In my case, over time the radiation also took the sight in the afflicted eye. I won’t go into five years of medical treatment trying to save my vision, but in essence, the radiation that wasn’t good for the tumor isn’t good for the healthy parts of your eye either. I can’t speculate on Johnson’s outcome because I don’t know where in the eye his tumor was located. Mine was right near the optic nerve, which means that some important hardware got baked along with the cancer. His might have been off to the side somewhere, and perhaps he’ll have fewer complications than I have had, and he’ll get to retain his vision, or some portion of it, for longer than I did. One would hope that he will retain good vision throughout the remainder of his professional baseball career, as a pitcher who was not able to fully gauge the ball coming off the bat would be a sitting duck and just one bad read away from having his head blown off by a line drive.
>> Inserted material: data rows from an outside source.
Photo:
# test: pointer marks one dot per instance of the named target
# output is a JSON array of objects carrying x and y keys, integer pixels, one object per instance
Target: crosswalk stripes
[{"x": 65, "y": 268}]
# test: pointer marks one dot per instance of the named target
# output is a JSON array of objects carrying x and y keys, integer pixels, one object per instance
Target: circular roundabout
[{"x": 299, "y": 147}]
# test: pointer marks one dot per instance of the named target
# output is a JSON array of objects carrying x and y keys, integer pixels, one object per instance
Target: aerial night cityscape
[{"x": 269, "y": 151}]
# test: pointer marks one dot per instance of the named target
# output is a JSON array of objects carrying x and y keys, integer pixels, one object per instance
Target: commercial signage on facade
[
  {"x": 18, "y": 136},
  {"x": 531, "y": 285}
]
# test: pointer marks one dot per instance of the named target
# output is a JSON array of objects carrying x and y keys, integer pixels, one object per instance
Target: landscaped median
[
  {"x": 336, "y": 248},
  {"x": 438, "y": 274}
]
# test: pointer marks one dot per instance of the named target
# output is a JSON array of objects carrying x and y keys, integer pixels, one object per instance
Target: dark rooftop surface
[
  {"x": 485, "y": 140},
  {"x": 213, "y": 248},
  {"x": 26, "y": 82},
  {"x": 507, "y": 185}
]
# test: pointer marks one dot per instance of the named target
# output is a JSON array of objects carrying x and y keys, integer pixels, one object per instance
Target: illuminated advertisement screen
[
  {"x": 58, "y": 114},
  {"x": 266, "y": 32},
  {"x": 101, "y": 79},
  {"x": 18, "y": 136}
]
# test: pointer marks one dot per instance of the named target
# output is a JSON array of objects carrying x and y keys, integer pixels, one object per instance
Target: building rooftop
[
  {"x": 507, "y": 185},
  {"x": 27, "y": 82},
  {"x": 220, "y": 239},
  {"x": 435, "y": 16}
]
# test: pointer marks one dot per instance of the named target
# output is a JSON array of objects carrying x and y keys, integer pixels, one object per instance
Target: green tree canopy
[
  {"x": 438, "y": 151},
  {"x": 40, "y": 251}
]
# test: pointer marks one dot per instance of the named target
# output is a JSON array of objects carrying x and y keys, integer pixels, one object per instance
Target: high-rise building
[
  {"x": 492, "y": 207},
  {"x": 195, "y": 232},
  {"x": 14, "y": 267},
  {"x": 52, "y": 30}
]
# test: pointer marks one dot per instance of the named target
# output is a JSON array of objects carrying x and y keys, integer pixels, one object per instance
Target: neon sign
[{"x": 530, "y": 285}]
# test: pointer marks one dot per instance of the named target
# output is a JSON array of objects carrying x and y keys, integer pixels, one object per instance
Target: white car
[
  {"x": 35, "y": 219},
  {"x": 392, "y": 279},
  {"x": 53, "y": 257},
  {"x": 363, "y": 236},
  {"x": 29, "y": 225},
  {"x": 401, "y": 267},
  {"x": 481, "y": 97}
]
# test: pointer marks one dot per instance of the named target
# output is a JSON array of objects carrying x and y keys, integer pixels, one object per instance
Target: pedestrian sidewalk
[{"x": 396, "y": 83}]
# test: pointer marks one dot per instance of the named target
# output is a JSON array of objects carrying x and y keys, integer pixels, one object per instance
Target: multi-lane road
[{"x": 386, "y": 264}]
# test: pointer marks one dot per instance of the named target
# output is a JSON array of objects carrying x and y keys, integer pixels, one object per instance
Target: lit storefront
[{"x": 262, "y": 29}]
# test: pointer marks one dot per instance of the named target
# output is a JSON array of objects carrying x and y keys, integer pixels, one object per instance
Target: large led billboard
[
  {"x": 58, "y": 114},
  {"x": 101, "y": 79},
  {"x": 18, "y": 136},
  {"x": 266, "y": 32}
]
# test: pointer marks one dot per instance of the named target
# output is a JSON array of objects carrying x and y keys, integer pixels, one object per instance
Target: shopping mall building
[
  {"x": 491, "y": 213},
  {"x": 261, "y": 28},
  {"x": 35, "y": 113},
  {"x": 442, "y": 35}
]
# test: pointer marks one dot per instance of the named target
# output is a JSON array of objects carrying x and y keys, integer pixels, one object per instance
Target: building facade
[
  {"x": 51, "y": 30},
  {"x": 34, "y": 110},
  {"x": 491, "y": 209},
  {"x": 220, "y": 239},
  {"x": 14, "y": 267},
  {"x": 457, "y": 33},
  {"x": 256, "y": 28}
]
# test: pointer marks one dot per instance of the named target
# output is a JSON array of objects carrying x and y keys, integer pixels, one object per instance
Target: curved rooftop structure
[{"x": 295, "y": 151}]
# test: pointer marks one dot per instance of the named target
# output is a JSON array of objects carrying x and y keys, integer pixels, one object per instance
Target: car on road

I feel ungrateful complaining about my partial blindness. It beats being dead, after all, and that’s pretty much the choice I was offered. You’d trade one eye for the rest of your life any day of the week. Still, there’s rarely a day that goes by that I do not notice it in some way, am not inconvenienced by it. There have been some promising things reported about someday using stem cells to revive the optic nerve. I eagerly await the day such miracles are possible. In the meantime, I regret that I get to welcome Jason Johnson to the club, congratulate him on having his tumor discovered in time for treatment, and wish him many future years of healthy living and successful pitching.
Finally, I hope my story, and Johnson’s, encourages the rest of you to go out and get your eyes checked on a regular basis–not by your mall optometrist, but by a real ophthalmologist. This disease can blind you and it can kill you. Twice a year I head to the Wills Eye hospital in Philadelphia for follow-up examination. There’s some physical discomfort involved, but there’s a whole additional level of pain that results from those who often share the waiting room with me–children. I guess Johnson and I aren’t the only ones for whom eye cancer stepped aside of its preferred group to clutch at. This is, as they say, a word to the wise.
Speaking of Johnson yesterday, Joe Girardi said, “I had never heard of anyone having that.” Very few people have heard of ocular cancer, and most people react with shock and surprise when I first tell them about it. Now you know, so no excuses–keep up those eye exams, and tell them the Pinstriped Bible sent you.